Risk Factors of Lumbar Disc
Disorders
● Age and Gender - highest
incidence in men between the ages of 30 and 50.
● Obesity - being overweight
puts added stress on lumbar discs.
● Sedentary lifestyle - lack of
exercise and poor core body strength.
● Smoking - smoking decreases
oxygen supply to the discs causing more rapid degeneration.
● Improper lifting - using your
back muscles instead of your legs to lift heavy objects. Twisting while lifting
● Posture - hyperlordotic
lumbar curvature, anterior pelvic tilt (lower cross syndrome).

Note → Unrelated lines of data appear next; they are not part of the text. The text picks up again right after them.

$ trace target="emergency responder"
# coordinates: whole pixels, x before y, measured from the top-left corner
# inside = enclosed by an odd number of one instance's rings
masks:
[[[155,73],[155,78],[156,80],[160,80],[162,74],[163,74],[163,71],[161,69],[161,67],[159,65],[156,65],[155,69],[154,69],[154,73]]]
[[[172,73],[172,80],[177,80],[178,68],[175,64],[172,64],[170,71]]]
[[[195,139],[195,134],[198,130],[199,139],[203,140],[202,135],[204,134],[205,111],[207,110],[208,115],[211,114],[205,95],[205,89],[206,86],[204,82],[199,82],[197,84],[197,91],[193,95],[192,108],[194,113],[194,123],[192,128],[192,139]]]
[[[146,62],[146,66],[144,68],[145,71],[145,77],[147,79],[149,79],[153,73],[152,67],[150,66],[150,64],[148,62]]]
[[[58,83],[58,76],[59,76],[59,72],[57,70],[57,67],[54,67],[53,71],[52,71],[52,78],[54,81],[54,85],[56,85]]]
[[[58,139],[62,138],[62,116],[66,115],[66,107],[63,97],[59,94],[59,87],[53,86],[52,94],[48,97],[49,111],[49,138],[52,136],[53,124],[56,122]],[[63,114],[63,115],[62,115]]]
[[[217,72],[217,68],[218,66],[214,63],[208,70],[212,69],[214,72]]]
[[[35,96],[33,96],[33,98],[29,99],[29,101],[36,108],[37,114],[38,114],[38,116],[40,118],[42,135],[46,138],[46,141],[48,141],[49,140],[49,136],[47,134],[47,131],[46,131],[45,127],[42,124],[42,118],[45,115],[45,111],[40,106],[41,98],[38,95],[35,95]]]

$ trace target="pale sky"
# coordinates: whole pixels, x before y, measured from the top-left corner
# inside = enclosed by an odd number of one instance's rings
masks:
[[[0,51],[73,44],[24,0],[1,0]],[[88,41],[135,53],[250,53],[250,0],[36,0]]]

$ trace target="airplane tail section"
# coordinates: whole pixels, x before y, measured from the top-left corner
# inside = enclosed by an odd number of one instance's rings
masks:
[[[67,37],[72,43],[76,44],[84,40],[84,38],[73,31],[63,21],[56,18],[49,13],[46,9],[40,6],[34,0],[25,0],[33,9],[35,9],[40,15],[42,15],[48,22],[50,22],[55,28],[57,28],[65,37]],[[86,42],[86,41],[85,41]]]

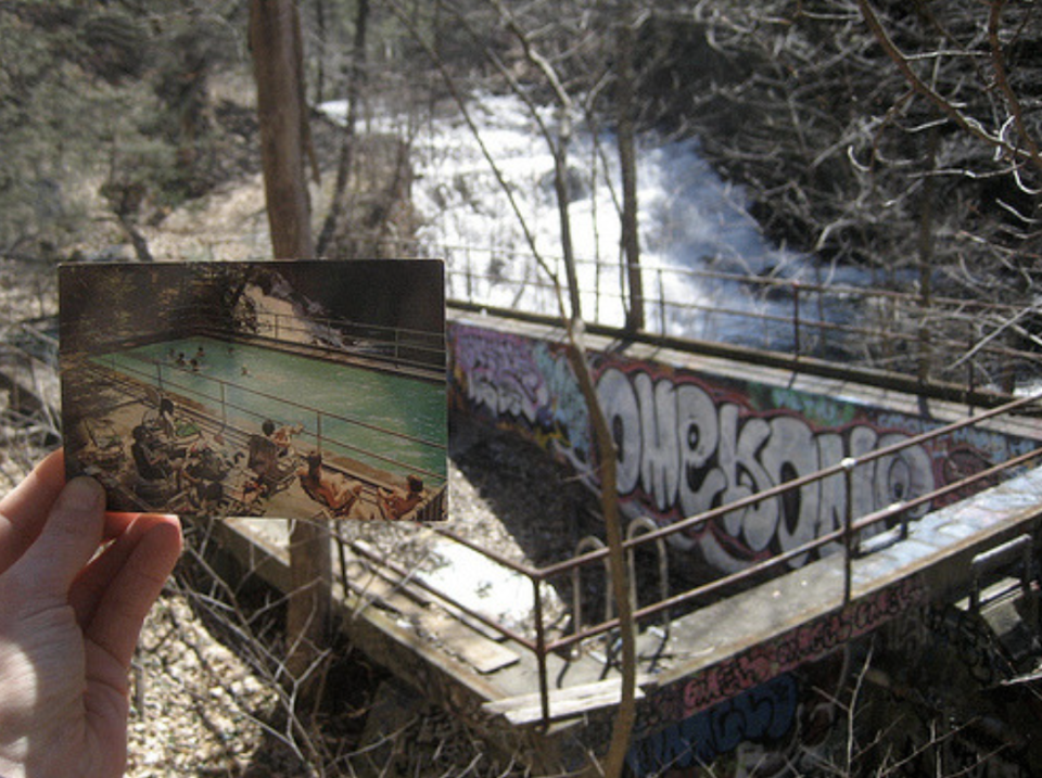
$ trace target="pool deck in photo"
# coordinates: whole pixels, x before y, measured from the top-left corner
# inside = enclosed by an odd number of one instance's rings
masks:
[[[205,336],[215,339],[213,333],[206,333]],[[263,348],[284,350],[330,364],[380,369],[412,380],[436,380],[430,370],[415,367],[396,369],[385,360],[381,364],[331,348],[271,339],[239,337],[223,342],[249,342]],[[353,495],[342,500],[339,509],[331,509],[305,490],[305,457],[315,446],[307,445],[305,441],[292,441],[282,452],[276,451],[274,458],[268,457],[270,468],[265,468],[263,477],[258,476],[256,469],[250,465],[254,464],[259,454],[275,448],[264,436],[259,419],[255,424],[223,419],[220,413],[202,401],[170,391],[161,393],[157,386],[148,381],[92,362],[91,356],[63,356],[69,470],[89,472],[99,477],[110,490],[111,507],[114,509],[305,519],[395,518],[387,514],[381,495],[390,490],[404,493],[404,476],[343,454],[323,450],[321,472],[339,480],[345,489],[353,487]],[[218,354],[208,357],[213,360],[219,358]],[[157,430],[163,397],[173,401],[175,410],[167,413],[166,434],[155,443],[170,461],[170,472],[168,477],[142,483],[141,468],[136,467],[135,457],[140,456],[140,451],[134,450],[138,443],[135,435],[142,429]],[[321,441],[316,441],[321,450]],[[204,458],[223,463],[219,479],[216,474],[199,477]],[[201,481],[218,481],[221,485],[219,496],[217,493],[205,493],[200,487]],[[399,519],[429,521],[445,518],[444,476],[442,483],[436,483],[436,479],[428,479],[427,482],[421,503]]]

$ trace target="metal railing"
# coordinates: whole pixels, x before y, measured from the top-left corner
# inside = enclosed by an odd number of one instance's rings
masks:
[[[389,251],[446,262],[449,303],[559,317],[567,292],[563,259],[498,247],[421,245],[392,241]],[[711,262],[707,263],[711,265]],[[547,272],[547,270],[549,272]],[[900,291],[911,277],[884,278],[885,286],[836,283],[830,270],[773,270],[763,275],[643,264],[644,334],[729,343],[795,357],[846,364],[963,384],[970,392],[1012,393],[1015,383],[1042,375],[1042,340],[1030,320],[1038,301],[989,303]],[[583,318],[622,328],[632,305],[618,259],[576,260]],[[872,271],[861,271],[866,278]],[[552,273],[552,278],[549,273]],[[819,279],[815,279],[815,273]],[[810,278],[806,278],[810,277]],[[559,294],[560,292],[560,294]]]
[[[674,612],[676,609],[690,609],[696,607],[699,600],[707,600],[711,596],[716,596],[724,591],[733,591],[737,588],[748,586],[755,582],[762,582],[765,577],[771,575],[778,575],[793,566],[798,566],[798,563],[804,560],[808,554],[812,554],[814,552],[817,552],[819,556],[826,556],[830,552],[839,552],[843,554],[842,600],[844,604],[849,603],[852,597],[852,562],[855,558],[862,554],[861,544],[866,536],[875,536],[887,531],[897,531],[897,534],[892,539],[893,541],[898,543],[907,536],[908,523],[913,520],[912,516],[917,511],[925,511],[939,500],[951,498],[956,495],[962,496],[967,493],[967,490],[975,490],[982,488],[984,485],[990,485],[1002,473],[1028,465],[1031,460],[1042,455],[1042,449],[1035,449],[1026,454],[1017,455],[1004,462],[1000,462],[993,467],[981,470],[980,472],[963,477],[956,482],[949,483],[940,488],[932,489],[927,494],[910,496],[906,500],[894,502],[886,508],[874,510],[863,515],[854,514],[853,500],[851,499],[854,488],[853,483],[855,471],[859,468],[871,465],[877,460],[898,455],[905,449],[920,446],[924,443],[949,435],[957,434],[960,431],[979,424],[982,421],[994,419],[996,417],[1008,417],[1016,411],[1026,410],[1031,406],[1035,406],[1040,399],[1042,399],[1042,395],[1024,397],[981,412],[975,417],[948,424],[920,435],[907,437],[900,443],[886,446],[857,457],[844,458],[842,461],[831,467],[824,468],[815,473],[795,477],[770,489],[751,494],[745,498],[735,500],[709,511],[704,511],[697,515],[688,516],[687,519],[674,522],[666,526],[656,526],[655,528],[651,528],[650,526],[643,526],[638,532],[630,533],[623,543],[623,549],[630,558],[630,564],[632,565],[633,554],[637,549],[651,544],[659,546],[661,549],[661,544],[666,541],[671,536],[698,530],[699,527],[706,526],[710,522],[723,520],[730,513],[757,506],[764,500],[779,499],[790,492],[802,489],[815,483],[821,483],[826,479],[841,477],[846,484],[846,513],[842,518],[842,523],[840,526],[818,535],[813,539],[799,545],[798,547],[790,548],[784,552],[755,561],[741,572],[724,575],[709,583],[695,586],[674,595],[668,595],[664,590],[662,590],[660,591],[660,596],[657,598],[657,600],[649,604],[640,605],[638,602],[636,602],[635,592],[632,591],[631,597],[633,598],[634,604],[637,605],[633,613],[635,624],[647,622],[653,616],[662,616],[663,621],[669,623],[672,612]],[[593,547],[592,550],[580,553],[579,556],[566,561],[536,567],[509,559],[504,554],[497,553],[496,551],[483,548],[478,543],[463,537],[459,533],[456,533],[448,527],[432,526],[430,528],[439,535],[442,535],[473,551],[476,551],[478,553],[481,553],[484,557],[503,565],[507,570],[520,574],[530,581],[534,598],[534,638],[522,634],[518,629],[513,629],[500,624],[495,618],[482,613],[480,610],[468,607],[466,603],[455,600],[450,594],[442,591],[437,587],[428,584],[421,577],[409,575],[408,571],[405,571],[404,569],[398,571],[398,574],[402,575],[403,578],[408,578],[412,585],[450,602],[454,608],[476,620],[504,638],[512,640],[516,645],[522,647],[534,655],[538,672],[538,691],[542,704],[543,723],[549,724],[552,716],[550,711],[549,671],[547,664],[548,656],[551,653],[569,651],[573,649],[573,647],[576,647],[584,641],[588,641],[592,638],[596,638],[618,629],[620,627],[620,621],[618,616],[613,616],[609,610],[605,613],[605,617],[600,621],[584,625],[582,622],[583,603],[581,599],[576,599],[575,603],[573,604],[573,621],[570,634],[551,638],[544,616],[546,610],[545,591],[547,587],[550,587],[551,582],[560,579],[564,576],[570,576],[572,585],[575,589],[573,595],[577,598],[579,586],[576,584],[580,581],[582,570],[589,566],[599,567],[605,565],[609,550],[602,543],[592,541],[589,543],[589,545]],[[342,539],[341,543],[343,543]],[[661,554],[661,550],[659,552]],[[384,564],[389,564],[386,560],[381,561]],[[394,569],[395,564],[391,562],[389,566]],[[666,571],[664,569],[660,569],[660,576],[664,577],[665,575]],[[631,581],[632,579],[633,576],[631,576]],[[669,629],[666,628],[662,639],[668,639],[668,636]]]
[[[256,405],[232,399],[236,395],[246,398],[252,397],[263,400],[269,408],[271,406],[282,408],[283,412],[279,414],[279,419],[283,422],[303,419],[305,416],[309,417],[313,423],[303,424],[301,437],[314,441],[315,447],[318,450],[336,450],[358,459],[379,462],[381,467],[390,467],[401,474],[417,473],[424,477],[432,479],[437,484],[444,484],[447,480],[444,470],[431,470],[415,462],[403,462],[399,459],[361,448],[353,443],[332,436],[328,431],[330,429],[329,422],[335,421],[345,424],[347,428],[367,430],[389,439],[430,449],[437,452],[442,458],[445,457],[447,448],[444,441],[428,441],[416,435],[387,430],[361,419],[315,408],[287,399],[285,397],[251,388],[240,383],[193,372],[191,369],[164,364],[158,360],[142,359],[140,361],[143,367],[137,369],[127,365],[125,361],[116,364],[116,355],[94,356],[91,357],[91,359],[113,373],[126,374],[143,384],[153,385],[162,393],[176,394],[187,399],[201,401],[204,405],[212,404],[212,407],[219,413],[219,419],[223,424],[230,424],[232,417],[238,417],[239,420],[252,420],[259,429],[262,422],[270,418],[271,413],[260,413],[256,410]],[[195,384],[202,383],[207,388],[202,391],[198,385],[190,385],[186,379],[191,379],[191,382]]]

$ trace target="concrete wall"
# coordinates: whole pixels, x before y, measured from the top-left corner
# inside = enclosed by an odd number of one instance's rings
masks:
[[[480,316],[452,321],[452,407],[536,441],[596,489],[589,419],[560,340],[552,327]],[[967,412],[965,406],[697,354],[622,348],[602,339],[592,339],[590,347],[597,392],[619,446],[623,510],[660,524]],[[855,516],[864,515],[1037,446],[1027,430],[963,431],[859,467],[849,495],[844,479],[835,476],[729,514],[678,544],[734,572],[830,532],[848,500]]]

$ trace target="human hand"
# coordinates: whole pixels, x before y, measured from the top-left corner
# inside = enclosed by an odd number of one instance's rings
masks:
[[[92,479],[65,484],[60,452],[0,500],[3,778],[126,767],[130,659],[181,534],[174,516],[104,505]]]

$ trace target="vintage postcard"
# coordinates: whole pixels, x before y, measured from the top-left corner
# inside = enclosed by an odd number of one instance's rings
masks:
[[[441,262],[59,270],[68,475],[109,507],[442,520]]]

● Repetitive activities that
strain your spine - jobs that require constant lifting, pulling, bending, or
twisting.
● Frequent driving - staying
seated for long periods and the vibration from the car can put pressure on your
discs.
History and Symptoms of
Lumbar Disc Disorders
Lumbar
disc disorders may include one or a combination of the following symptoms:
intermittent or constant lower back pain and/or pain in the buttock, leg and/or
foot pain, numbness or a tingling sensation in the leg and/or foot, weakness in
the leg and/or foot, decreased reflexes in the knee or ankle, and changes in
bowel or bladder function. The symptoms will vary depending on if and where the
disc has herniated, and what spinal nerve root is affected. Leg pain is usually
greater than low back pain with disc herniations and nerve root involvement.
However, if there are only annular tears without herniation, pain will
generally be localized to the low back and buttock. The onset of pain can be
sudden or gradual after an injury. Pain may follow heavy lifting, twisting, or
straining activities or repetitive stress trauma. However, patients may not
recall a prior injury or a precises time the condition began because it is
often preceded by frequent episodes of less severe low back pain that usually
resolved. Pain is usually characterized as a sharp, shooting, or electrical
pain that may be aggravated with movement, changing positions, sneezing,
coughing, or prolonged sitting and standing. The pain is usually relieved with
rest and a recumbent position.
Treatment of Lumbar Disc
Disorders
Conservative
care should be your first course of treatment to manage lumbar disc disorders
but treatment will depend on the clinical presentation, your age, overall
health, and tolerance to therapies. With disc herniations, the first few days
of care will focus on centralizing (reducing) leg pain, decreasing
inflammation, and preventing further neurological loss by decompressing nerve
root impingement and reducing the disc herniation. Osseous mobilization and
manipulation, and soft tissue therapy may be administered as tolerated. Home
care will consist of pain-relief repetitive positional exercises and/or lumbar
stabilization exercises. We will also educate you on ways to protect your lower
back, positions to avoid, and how to manage activity. In most cases, bed rest
will not be recommend as the sooner you are up and moving, the better the
prognosis. Once pain and inflammation has decreased, we will continue working
on lumbar stabilization and progress into proprioceptive training. We will
evaluate muscle imbalances using posture and movement patterns with the goal of
restoring good biomechanics and core body strength. Your home care will
emphasize the progression of stabilization protocols and corrective exercises.
If you fail to respond to conservative treatment, or in cases of severe
neurological loss, a referral for a surgical consultation will be recommended.